1985 novel by Philip Pullman

The Ruby in the Smoke is a mystery novel for young adults by the English author Philip Pullman published in 1985. The story is set in the Victorian era, where 16-year-old Sally Lockhart discovers the reason of her father's mysterious death.

It went on to win the 1987 Lancashire Children's Book of the Year Award. It was also adapted for television in 2006. This book is the first of the Sally Lockhart Quartet. It is followed by The Shadow in the North, The Tiger in the Well and The Tin Princess. The book was also adapted for the stage at the Edinburgh Festival Fringe in August 2016.

==TV adaptation==
A TV film adaptation written by Adrian Hodges and starring Billie Piper was produced by the BBC. It aired on BBC One on 27 December 2006 and on PBS's Masterpiece Mystery! as The Sally Lockhart Mysteries: The Ruby in the Smoke on 4 February 2007. The UK broadcast attracted 7.07 million viewers.

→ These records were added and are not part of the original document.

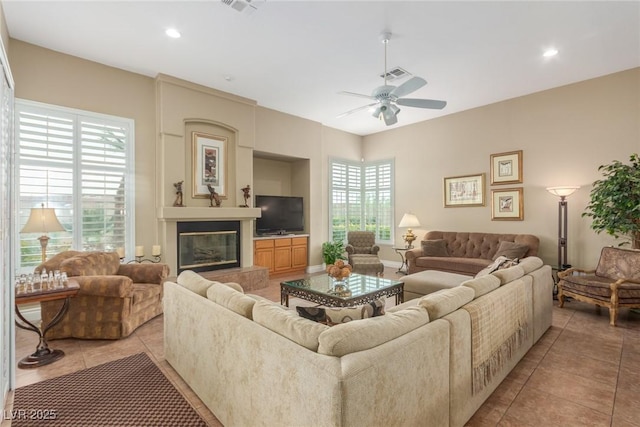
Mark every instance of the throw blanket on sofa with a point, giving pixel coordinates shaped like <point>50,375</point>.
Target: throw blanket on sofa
<point>497,331</point>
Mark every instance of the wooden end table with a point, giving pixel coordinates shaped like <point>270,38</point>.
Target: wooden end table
<point>43,354</point>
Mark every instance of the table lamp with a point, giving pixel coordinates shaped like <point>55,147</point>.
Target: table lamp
<point>42,220</point>
<point>408,221</point>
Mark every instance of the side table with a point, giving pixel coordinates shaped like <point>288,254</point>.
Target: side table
<point>43,354</point>
<point>402,251</point>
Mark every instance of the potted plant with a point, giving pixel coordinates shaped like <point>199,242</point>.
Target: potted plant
<point>615,201</point>
<point>332,251</point>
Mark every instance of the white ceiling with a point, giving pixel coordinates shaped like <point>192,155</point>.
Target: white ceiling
<point>295,56</point>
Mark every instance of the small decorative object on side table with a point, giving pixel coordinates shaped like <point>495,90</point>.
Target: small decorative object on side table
<point>408,221</point>
<point>404,268</point>
<point>47,290</point>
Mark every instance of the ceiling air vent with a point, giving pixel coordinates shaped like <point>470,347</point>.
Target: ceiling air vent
<point>394,73</point>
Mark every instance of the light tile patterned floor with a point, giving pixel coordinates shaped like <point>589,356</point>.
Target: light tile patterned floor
<point>582,372</point>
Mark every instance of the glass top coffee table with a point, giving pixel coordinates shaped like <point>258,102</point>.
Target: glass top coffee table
<point>357,289</point>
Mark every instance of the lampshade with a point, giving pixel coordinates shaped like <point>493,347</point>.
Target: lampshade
<point>562,191</point>
<point>409,220</point>
<point>42,220</point>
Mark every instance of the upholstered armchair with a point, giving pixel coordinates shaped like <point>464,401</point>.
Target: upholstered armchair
<point>113,300</point>
<point>362,252</point>
<point>361,243</point>
<point>614,283</point>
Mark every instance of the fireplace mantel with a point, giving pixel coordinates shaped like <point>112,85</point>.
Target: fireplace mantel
<point>204,214</point>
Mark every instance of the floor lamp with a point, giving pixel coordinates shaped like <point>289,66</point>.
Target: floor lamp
<point>42,220</point>
<point>563,193</point>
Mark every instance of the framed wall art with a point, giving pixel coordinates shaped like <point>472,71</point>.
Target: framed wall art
<point>506,168</point>
<point>507,204</point>
<point>464,191</point>
<point>209,164</point>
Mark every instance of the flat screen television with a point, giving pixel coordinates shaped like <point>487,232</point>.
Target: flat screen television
<point>280,214</point>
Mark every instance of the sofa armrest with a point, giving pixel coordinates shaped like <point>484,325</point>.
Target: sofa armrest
<point>105,286</point>
<point>145,273</point>
<point>569,272</point>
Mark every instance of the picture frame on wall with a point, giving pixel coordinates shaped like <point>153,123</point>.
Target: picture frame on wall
<point>209,164</point>
<point>506,168</point>
<point>507,204</point>
<point>464,191</point>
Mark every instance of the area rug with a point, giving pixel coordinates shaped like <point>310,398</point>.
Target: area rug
<point>126,392</point>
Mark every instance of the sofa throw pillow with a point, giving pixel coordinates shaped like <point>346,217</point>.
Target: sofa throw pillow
<point>511,250</point>
<point>334,316</point>
<point>500,263</point>
<point>434,248</point>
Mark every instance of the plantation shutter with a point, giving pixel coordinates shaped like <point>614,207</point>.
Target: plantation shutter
<point>80,165</point>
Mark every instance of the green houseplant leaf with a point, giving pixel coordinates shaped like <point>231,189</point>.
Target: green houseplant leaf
<point>332,251</point>
<point>615,201</point>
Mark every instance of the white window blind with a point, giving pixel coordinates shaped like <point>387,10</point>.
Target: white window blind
<point>80,164</point>
<point>361,198</point>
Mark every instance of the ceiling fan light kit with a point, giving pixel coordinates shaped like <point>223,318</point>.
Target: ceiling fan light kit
<point>388,97</point>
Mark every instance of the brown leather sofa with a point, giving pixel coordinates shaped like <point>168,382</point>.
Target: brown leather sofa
<point>113,300</point>
<point>467,253</point>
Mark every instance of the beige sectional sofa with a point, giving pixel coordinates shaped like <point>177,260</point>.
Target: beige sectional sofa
<point>466,253</point>
<point>428,362</point>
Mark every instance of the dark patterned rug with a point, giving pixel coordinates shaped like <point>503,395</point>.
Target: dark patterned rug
<point>126,392</point>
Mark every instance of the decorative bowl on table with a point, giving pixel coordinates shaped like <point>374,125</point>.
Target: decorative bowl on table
<point>339,272</point>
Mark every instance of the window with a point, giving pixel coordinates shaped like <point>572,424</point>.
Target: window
<point>81,164</point>
<point>361,198</point>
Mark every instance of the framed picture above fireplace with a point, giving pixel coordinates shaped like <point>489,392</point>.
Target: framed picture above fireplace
<point>209,164</point>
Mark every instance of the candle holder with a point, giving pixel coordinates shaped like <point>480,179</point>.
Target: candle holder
<point>140,259</point>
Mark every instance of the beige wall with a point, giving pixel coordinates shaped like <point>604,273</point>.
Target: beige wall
<point>565,133</point>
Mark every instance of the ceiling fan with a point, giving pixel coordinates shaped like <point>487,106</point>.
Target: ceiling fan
<point>388,97</point>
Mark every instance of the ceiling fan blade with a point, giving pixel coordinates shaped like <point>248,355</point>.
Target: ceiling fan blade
<point>360,95</point>
<point>422,103</point>
<point>355,110</point>
<point>390,118</point>
<point>411,85</point>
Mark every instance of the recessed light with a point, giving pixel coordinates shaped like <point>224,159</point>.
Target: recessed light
<point>173,33</point>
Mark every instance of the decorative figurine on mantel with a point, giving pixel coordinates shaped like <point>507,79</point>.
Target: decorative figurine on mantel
<point>214,197</point>
<point>178,201</point>
<point>246,195</point>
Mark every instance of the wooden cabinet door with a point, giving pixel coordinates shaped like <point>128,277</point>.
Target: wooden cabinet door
<point>264,258</point>
<point>299,256</point>
<point>263,254</point>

It is notable as marking the TV debut of actor Matt Smith, who would later take over the role of the Eleventh Doctor in Doctor Who, in which Piper had previously featured.

All four Sally Lockhart books were expected to be adapted for television; as of December 2025 no information has arisen regarding an adaptation of the third and fourth books.

===Cast===

| Actor | Role |
|---|---|
| Billie Piper | Sally Lockhart |
| Julie Walters | Mrs Holland |
| JJ Feild | Frederick "Fred" Garland |
| Matt Smith | Jim Taylor |
| Hayley Atwell | Rosa Garland |
| Chloe Walker | Adelaide |
| David Harewood | Matthew and Nicholas Bedwell |
| Robert Glenister | Samuel Selby |
| Elliot Cowan | Henrick Van Eeden |
| Miles Anderson | Major Marchbanks |
| Siân Thomas | Mrs Rees |

==Stage adaptation==
In the summer of 2016, a stage adaptation written and directed by Madeleine Perham was performed at The Pleasance during the Edinburgh Fringe after receiving Pullman's blessing. Running for the month of August in the King Dome venue, the performance was hailed as a critical success, with The Scotsman stating that the show was "a compelling tale, and full of surprises, moral ambiguities and people who are other than they seem". Jane Berg from Three Weeks awarded the show five stars, stating that the show "was one of the most enjoyable hours I've spent at this festival". Broadway Baby, the local reviews website, stated that the show "delighted in its Victorian setting" and was an "excellent piece of storytelling", going on to award The Ruby in the Smoke four stars.

The show was created by new theatre company Reprint Productions (now Escapade), with a cast of six who multi-roled the numerous characters in the show: Rebecca Lenihan, Sydney Austin, Tris Hobson, Martin Coates, Hamish Forbes and Madeleine Golding (who also served as producer and co-founder of Reprint).